Manage access to cloud storage using Unity Catalog (2024)

  • Documentation
  • Connect to data sources
  • Connect to cloud object storage and services using Unity Catalog
  • Manage access to cloud storage using Unity Catalog

This article gives an overview of how to use Unity Catalog to manage access to cloud storage from Databricks. It introduces the concepts of external location, storage credential, and managed storage.

Note

If you want to use Unity Catalog to govern access to an external service rather than cloud storage, see Manage access to external cloud services using service credentials.

External locations and storage credentials

All data that is governed by Unity Catalog must be in cloud storage in your cloud provider account. Unity Catalog governs access to cloud storage using a securable object called an external location, which defines a path to a cloud storage location and the credentials required to access that location. Those credentials are, in turn, defined in a Unity Catalog securable object called a storage credential. By granting and revoking access to external location securables in Unity Catalog, you control access to the data in the cloud storage location. By granting and revoking access to storage credential securables in Unity Catalog, you control the ability to create external location objects.

Here’s a little more detail about these two securable objects:

  • A storage credential represents an authentication and authorization mechanism for accessing data stored on your cloud tenant, using an IAM role for S3 buckets or an R2 API token for Cloudflare R2 buckets. Privileges granted in Unity Catalog control which users and groups can use the credential to define external locations. Permission to create and use storage credentials should only be granted to users who need to create external location objects. See Create a storage credential for connecting to AWS S3 and Create a storage credential for connecting to Cloudflare R2.

  • An external location combines a cloud storage path with a storage credential that authorizes access to the cloud storage path. Privileges granted in Unity Catalog control which users and groups can access the cloud storage path defined by the external location. Permission to create and use external locations should only be granted to users who need to create external tables, external volumes, or managed storage locations. See Create an external location to connect cloud storage to Databricks.

External locations are used in Unity Catalog both for external data assets, like external tables and external volumes, and for managed data assets, like managed tables and managed volumes. For more information about the difference between external and managed data assets in Unity Catalog, see What are tables and views? and What are Unity Catalog volumes?.

To learn about best practices for using external locations, see Manage external locations, external tables, and external volumes.

Using external locations when you create external tables and volumes

External tables and external volumes registered in Unity Catalog are essentially pointers to data in cloud storage that you manage outside of Databricks. When you create an external table or external volume in Unity Catalog, you must reference a cloud storage path that is included in an external location object that you have been granted adequate privileges on. For more information about the difference between external and managed data assets in Unity Catalog, see What are tables and views? and What are Unity Catalog volumes?. For privileges, see Grant permissions on an external location.

Using external locations when you create managed storage

Managed tables and managed volumes are fully managed by Unity Catalog.
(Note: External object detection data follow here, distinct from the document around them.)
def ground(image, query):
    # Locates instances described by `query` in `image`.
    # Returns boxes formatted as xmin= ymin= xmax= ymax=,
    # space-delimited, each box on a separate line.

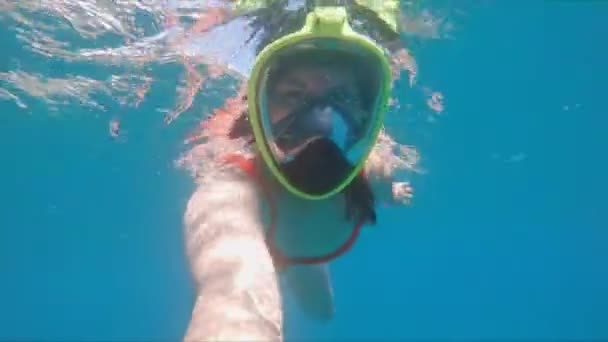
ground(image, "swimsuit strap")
xmin=224 ymin=154 xmax=365 ymax=270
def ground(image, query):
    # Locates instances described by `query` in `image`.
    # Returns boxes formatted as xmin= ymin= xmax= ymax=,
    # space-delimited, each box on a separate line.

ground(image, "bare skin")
xmin=184 ymin=62 xmax=411 ymax=341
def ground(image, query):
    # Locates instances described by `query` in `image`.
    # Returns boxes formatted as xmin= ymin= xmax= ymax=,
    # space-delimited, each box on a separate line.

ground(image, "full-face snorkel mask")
xmin=248 ymin=7 xmax=391 ymax=199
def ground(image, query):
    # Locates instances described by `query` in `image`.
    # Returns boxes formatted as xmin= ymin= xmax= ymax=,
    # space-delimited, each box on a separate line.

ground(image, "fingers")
xmin=392 ymin=182 xmax=414 ymax=205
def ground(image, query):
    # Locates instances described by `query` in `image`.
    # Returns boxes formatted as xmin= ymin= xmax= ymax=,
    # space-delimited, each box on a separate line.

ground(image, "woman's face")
xmin=268 ymin=66 xmax=360 ymax=123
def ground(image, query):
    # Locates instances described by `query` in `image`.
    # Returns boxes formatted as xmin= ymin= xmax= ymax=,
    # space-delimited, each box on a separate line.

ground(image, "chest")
xmin=262 ymin=176 xmax=354 ymax=256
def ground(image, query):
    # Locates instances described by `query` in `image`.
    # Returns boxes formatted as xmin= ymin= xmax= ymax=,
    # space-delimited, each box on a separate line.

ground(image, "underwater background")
xmin=0 ymin=1 xmax=608 ymax=341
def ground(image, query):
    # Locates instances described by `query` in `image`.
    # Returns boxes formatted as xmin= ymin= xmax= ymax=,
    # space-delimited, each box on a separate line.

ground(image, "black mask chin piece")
xmin=281 ymin=138 xmax=376 ymax=224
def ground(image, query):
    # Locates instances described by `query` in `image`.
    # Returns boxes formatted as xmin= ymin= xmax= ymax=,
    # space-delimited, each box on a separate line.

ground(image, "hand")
xmin=392 ymin=182 xmax=414 ymax=205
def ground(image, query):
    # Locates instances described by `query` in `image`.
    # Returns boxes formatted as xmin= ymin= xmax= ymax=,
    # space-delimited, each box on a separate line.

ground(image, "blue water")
xmin=0 ymin=1 xmax=608 ymax=341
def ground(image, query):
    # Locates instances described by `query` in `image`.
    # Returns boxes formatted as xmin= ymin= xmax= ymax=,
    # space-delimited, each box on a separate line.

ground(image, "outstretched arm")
xmin=184 ymin=165 xmax=282 ymax=341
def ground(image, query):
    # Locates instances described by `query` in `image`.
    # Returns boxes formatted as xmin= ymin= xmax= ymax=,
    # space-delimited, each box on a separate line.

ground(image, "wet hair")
xmin=229 ymin=0 xmax=392 ymax=224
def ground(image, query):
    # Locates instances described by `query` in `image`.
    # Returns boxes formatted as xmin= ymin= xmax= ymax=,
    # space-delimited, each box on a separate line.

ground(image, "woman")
xmin=185 ymin=2 xmax=418 ymax=340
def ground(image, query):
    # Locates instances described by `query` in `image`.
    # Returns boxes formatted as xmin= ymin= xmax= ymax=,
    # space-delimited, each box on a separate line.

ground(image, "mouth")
xmin=282 ymin=137 xmax=353 ymax=195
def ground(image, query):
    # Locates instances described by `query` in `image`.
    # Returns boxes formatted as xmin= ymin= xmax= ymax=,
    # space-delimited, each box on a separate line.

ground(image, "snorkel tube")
xmin=248 ymin=7 xmax=391 ymax=200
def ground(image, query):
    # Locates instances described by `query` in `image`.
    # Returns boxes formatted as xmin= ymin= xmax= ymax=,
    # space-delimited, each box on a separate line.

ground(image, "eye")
xmin=280 ymin=89 xmax=304 ymax=105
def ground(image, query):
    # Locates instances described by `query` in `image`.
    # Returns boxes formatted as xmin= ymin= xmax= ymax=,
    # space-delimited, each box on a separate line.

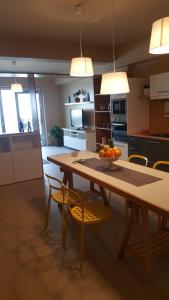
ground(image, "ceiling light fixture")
xmin=149 ymin=17 xmax=169 ymax=54
xmin=11 ymin=60 xmax=23 ymax=93
xmin=100 ymin=0 xmax=130 ymax=95
xmin=70 ymin=4 xmax=93 ymax=77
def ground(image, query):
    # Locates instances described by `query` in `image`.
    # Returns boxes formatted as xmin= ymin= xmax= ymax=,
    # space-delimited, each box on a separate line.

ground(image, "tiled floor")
xmin=0 ymin=148 xmax=169 ymax=300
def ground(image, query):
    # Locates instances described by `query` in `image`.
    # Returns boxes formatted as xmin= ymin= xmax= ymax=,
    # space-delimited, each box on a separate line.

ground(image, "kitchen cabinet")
xmin=0 ymin=132 xmax=43 ymax=185
xmin=150 ymin=72 xmax=169 ymax=100
xmin=63 ymin=128 xmax=96 ymax=151
xmin=128 ymin=136 xmax=169 ymax=167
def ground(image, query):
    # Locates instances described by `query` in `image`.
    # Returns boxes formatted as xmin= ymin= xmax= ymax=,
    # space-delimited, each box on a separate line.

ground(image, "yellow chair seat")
xmin=70 ymin=202 xmax=112 ymax=224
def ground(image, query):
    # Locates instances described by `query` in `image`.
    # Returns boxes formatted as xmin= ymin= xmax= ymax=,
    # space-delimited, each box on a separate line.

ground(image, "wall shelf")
xmin=95 ymin=110 xmax=110 ymax=113
xmin=65 ymin=101 xmax=94 ymax=106
xmin=96 ymin=127 xmax=111 ymax=130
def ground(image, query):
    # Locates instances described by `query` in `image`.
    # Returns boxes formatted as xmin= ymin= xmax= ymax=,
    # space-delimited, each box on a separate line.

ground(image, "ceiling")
xmin=0 ymin=0 xmax=169 ymax=45
xmin=0 ymin=0 xmax=169 ymax=69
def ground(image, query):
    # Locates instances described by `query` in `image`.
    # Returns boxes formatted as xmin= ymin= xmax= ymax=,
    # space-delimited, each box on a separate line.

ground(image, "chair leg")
xmin=80 ymin=223 xmax=84 ymax=273
xmin=44 ymin=195 xmax=51 ymax=229
xmin=62 ymin=207 xmax=67 ymax=249
xmin=111 ymin=218 xmax=118 ymax=253
xmin=125 ymin=199 xmax=130 ymax=221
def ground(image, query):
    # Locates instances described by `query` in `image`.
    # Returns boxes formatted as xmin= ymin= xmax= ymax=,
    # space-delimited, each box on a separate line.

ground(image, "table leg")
xmin=62 ymin=170 xmax=73 ymax=188
xmin=118 ymin=207 xmax=135 ymax=258
xmin=99 ymin=185 xmax=109 ymax=206
xmin=141 ymin=207 xmax=153 ymax=279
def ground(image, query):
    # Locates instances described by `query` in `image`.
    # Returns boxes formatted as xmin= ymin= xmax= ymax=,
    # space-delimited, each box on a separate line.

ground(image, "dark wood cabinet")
xmin=128 ymin=136 xmax=169 ymax=167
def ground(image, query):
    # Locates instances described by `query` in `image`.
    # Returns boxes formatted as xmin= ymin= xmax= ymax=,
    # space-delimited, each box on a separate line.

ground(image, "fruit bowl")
xmin=99 ymin=145 xmax=121 ymax=170
xmin=101 ymin=157 xmax=119 ymax=170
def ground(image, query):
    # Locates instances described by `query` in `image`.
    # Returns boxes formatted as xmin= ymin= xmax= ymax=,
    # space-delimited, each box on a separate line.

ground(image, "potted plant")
xmin=50 ymin=126 xmax=63 ymax=147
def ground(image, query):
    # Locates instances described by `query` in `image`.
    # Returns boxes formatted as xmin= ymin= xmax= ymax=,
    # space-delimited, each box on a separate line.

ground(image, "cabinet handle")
xmin=157 ymin=91 xmax=169 ymax=94
xmin=147 ymin=141 xmax=161 ymax=145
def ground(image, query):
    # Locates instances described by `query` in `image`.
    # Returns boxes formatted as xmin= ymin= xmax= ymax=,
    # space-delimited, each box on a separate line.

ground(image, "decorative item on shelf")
xmin=73 ymin=90 xmax=81 ymax=102
xmin=68 ymin=95 xmax=71 ymax=103
xmin=143 ymin=85 xmax=150 ymax=98
xmin=50 ymin=126 xmax=63 ymax=147
xmin=81 ymin=89 xmax=88 ymax=102
xmin=27 ymin=120 xmax=32 ymax=132
xmin=87 ymin=92 xmax=90 ymax=102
They are stored by default in a managed storage location, which can be defined at the metastore, catalog, or schema level. When you assign a managed storage location to a metastore, catalog, or schema, you must reference an external location object, and you must have adequate privileges to use it. See Specify a managed storage location in Unity Catalog and Unity Catalog best practices.

Workflow for managing access to cloud storage in Unity Catalog

To manage access to cloud storage using Unity Catalog, you do the following:

  1. Create a storage credential object that encapsulates an IAM role that gives access to the cloud storage path.

  2. Create an external location object that references the storage path and the storage credential object.

  3. Reference a path that is included in the external location when you create external tables, external volumes, or default managed storage locations. This can be the exact path defined in the external location or a subpath.

Next steps

  • Create a storage credential for connecting to AWS S3

  • Create a storage credential for connecting to Cloudflare R2

  • Create an external location to connect cloud storage to Databricks

  • Specify a managed storage location in Unity Catalog

  • Manage storage credentials

  • Manage external locations

Manage access to cloud storage using Unity Catalog (2024)

References

Top Articles
Latest Posts
Recommended Articles
Article information

Author: Maia Crooks Jr

Last Updated:

Views: 6042

Rating: 4.2 / 5 (63 voted)

Reviews: 94% of readers found this page helpful

Author information

Name: Maia Crooks Jr

Birthday: 1997-09-21

Address: 93119 Joseph Street, Peggyfurt, NC 11582

Phone: +2983088926881

Job: Principal Design Liaison

Hobby: Web surfing, Skiing, role-playing games, Sketching, Polo, Sewing, Genealogy

Introduction: My name is Maia Crooks Jr, I am a homely, joyous, shiny, successful, hilarious, thoughtful, joyous person who loves writing and wants to share my knowledge and understanding with you.